I chose to start my own private practice as an IBCLC after passing the exam as it gives me the flexibility to work around my children’s schedules. I see clients mainly in their own homes although in urgent situations, they sometimes come to me. In between consults, I can usually be found answering e-mails, making follow up calls, writing articles for both my own blog and the Best for Babes blog (ed. note: Read Fleur’s fantastic post “The Latest on Latching” with Best for Babes), and updating my Twitter and Facebook profiles. We are very lucky in Ottawa to have a large and very active group of IBCLCs and I enjoy volunteering some of my time as president of Ottawa Valley Lactation Consultants.
When I started my business, it seemed natural to use the Internet as a means to market it. After our first child was born, I frequently turned to online forums for information and support. I started to realize then how powerful the internet and social media could be. No matter what time it was, there was always someone online to chat with when I had questions and concerns.
Recent stats show that 95% of adults age 18-33 are online, with 80-89% of them using social networking sites. I created business profiles on both Twitter and Facebook, and I also started a blog. My goal was to use the blog as a means to market myself by providing up-to-date information about breastfeeding, and Twitter and Facebook seemed like good ways to promote my blog. As I started using Facebook and Twitter, I quickly discovered that along with the ability to market my business, there are many other benefits to social media. I have found that Twitter in particular is a wonderful medium for networking with others in the lactation community. I have made wonderful connections that I likely wouldn’t have made otherwise. I started a weekly chat on Twitter for breastfeeding professionals and volunteers using the hashtag #LCchat, and every Wednesday we share information, inspire and motivate one another, and connect with others around the world who are also working to support breastfeeding mothers.

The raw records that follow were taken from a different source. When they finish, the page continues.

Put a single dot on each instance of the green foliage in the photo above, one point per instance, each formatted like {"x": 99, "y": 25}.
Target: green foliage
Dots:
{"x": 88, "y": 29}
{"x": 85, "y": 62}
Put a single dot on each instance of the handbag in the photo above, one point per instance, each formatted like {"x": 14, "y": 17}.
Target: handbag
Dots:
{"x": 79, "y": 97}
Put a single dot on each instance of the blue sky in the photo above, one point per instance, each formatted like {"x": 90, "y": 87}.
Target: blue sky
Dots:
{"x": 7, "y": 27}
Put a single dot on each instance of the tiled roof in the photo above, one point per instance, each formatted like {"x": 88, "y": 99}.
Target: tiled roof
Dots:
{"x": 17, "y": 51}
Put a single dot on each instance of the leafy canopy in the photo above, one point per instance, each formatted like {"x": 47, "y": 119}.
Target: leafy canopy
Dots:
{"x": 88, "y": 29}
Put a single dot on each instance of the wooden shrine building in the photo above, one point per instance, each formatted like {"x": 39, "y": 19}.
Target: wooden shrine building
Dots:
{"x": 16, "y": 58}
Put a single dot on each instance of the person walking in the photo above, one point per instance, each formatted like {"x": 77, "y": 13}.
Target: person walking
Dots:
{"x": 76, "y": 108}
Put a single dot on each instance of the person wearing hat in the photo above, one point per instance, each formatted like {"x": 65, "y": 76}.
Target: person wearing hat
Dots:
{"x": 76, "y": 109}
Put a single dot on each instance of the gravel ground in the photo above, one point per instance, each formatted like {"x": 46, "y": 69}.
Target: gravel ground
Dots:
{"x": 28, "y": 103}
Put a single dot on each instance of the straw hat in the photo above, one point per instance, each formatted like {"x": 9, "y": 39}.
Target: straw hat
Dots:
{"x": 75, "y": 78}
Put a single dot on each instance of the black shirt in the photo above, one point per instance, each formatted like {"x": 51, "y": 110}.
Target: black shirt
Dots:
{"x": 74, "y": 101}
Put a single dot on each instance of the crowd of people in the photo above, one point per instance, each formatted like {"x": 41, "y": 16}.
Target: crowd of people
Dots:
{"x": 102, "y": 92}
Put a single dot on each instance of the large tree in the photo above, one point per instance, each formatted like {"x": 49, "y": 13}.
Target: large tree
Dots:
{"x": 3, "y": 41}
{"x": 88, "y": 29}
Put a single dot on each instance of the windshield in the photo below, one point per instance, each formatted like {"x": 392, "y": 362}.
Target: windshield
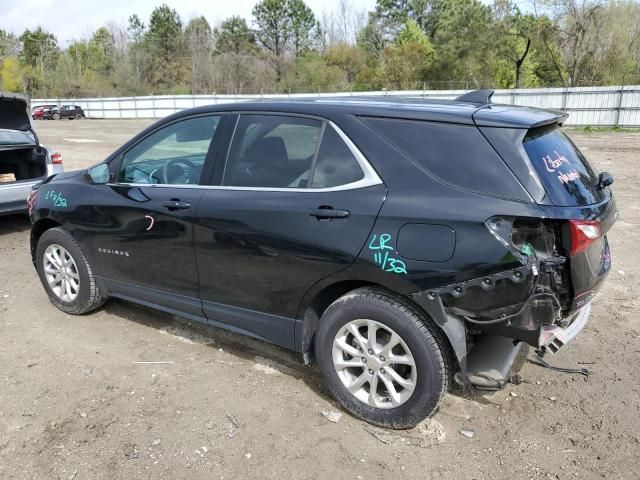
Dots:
{"x": 563, "y": 170}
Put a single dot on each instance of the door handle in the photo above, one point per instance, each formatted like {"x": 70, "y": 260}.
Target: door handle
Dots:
{"x": 327, "y": 213}
{"x": 176, "y": 205}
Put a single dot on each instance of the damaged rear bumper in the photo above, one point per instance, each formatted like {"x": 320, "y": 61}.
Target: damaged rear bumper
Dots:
{"x": 554, "y": 337}
{"x": 486, "y": 354}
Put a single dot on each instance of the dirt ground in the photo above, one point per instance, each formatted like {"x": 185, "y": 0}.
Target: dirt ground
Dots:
{"x": 76, "y": 403}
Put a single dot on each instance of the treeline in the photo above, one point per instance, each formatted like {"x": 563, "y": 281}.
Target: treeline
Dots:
{"x": 285, "y": 47}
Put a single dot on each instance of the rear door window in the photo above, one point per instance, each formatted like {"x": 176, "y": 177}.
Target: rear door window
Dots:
{"x": 272, "y": 151}
{"x": 335, "y": 164}
{"x": 563, "y": 170}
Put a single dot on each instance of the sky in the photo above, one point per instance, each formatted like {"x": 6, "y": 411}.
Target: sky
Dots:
{"x": 69, "y": 20}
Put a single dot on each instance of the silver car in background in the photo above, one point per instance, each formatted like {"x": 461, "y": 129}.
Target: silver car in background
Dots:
{"x": 23, "y": 161}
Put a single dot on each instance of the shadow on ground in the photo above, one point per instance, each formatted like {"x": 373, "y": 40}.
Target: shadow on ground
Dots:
{"x": 241, "y": 346}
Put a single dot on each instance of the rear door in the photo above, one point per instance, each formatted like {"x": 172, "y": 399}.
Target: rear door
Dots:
{"x": 295, "y": 202}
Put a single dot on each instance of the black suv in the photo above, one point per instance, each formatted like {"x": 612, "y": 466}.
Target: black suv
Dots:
{"x": 399, "y": 243}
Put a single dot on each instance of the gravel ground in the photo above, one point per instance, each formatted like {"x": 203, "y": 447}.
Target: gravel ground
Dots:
{"x": 76, "y": 403}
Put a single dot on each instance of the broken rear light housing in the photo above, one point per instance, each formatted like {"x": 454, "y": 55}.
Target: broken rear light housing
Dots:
{"x": 583, "y": 234}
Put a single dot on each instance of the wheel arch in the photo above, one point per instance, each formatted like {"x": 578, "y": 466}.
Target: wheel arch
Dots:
{"x": 37, "y": 230}
{"x": 315, "y": 304}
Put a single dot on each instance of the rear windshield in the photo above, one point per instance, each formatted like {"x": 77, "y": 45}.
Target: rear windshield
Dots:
{"x": 457, "y": 154}
{"x": 565, "y": 173}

Along with the marketing and networking, social media is a powerful way to reach both parents and other health care providers with accurate information, and to promote both breastfeeding and our profession. I also learn a great deal from the interactions I have with parents online. I am able to keep in touch with what parents are experiencing and worried about, and the interactions I have with parents allow me to refine my approaches to teaching and promotion so that I am better able to empower families to reach their breastfeeding goals.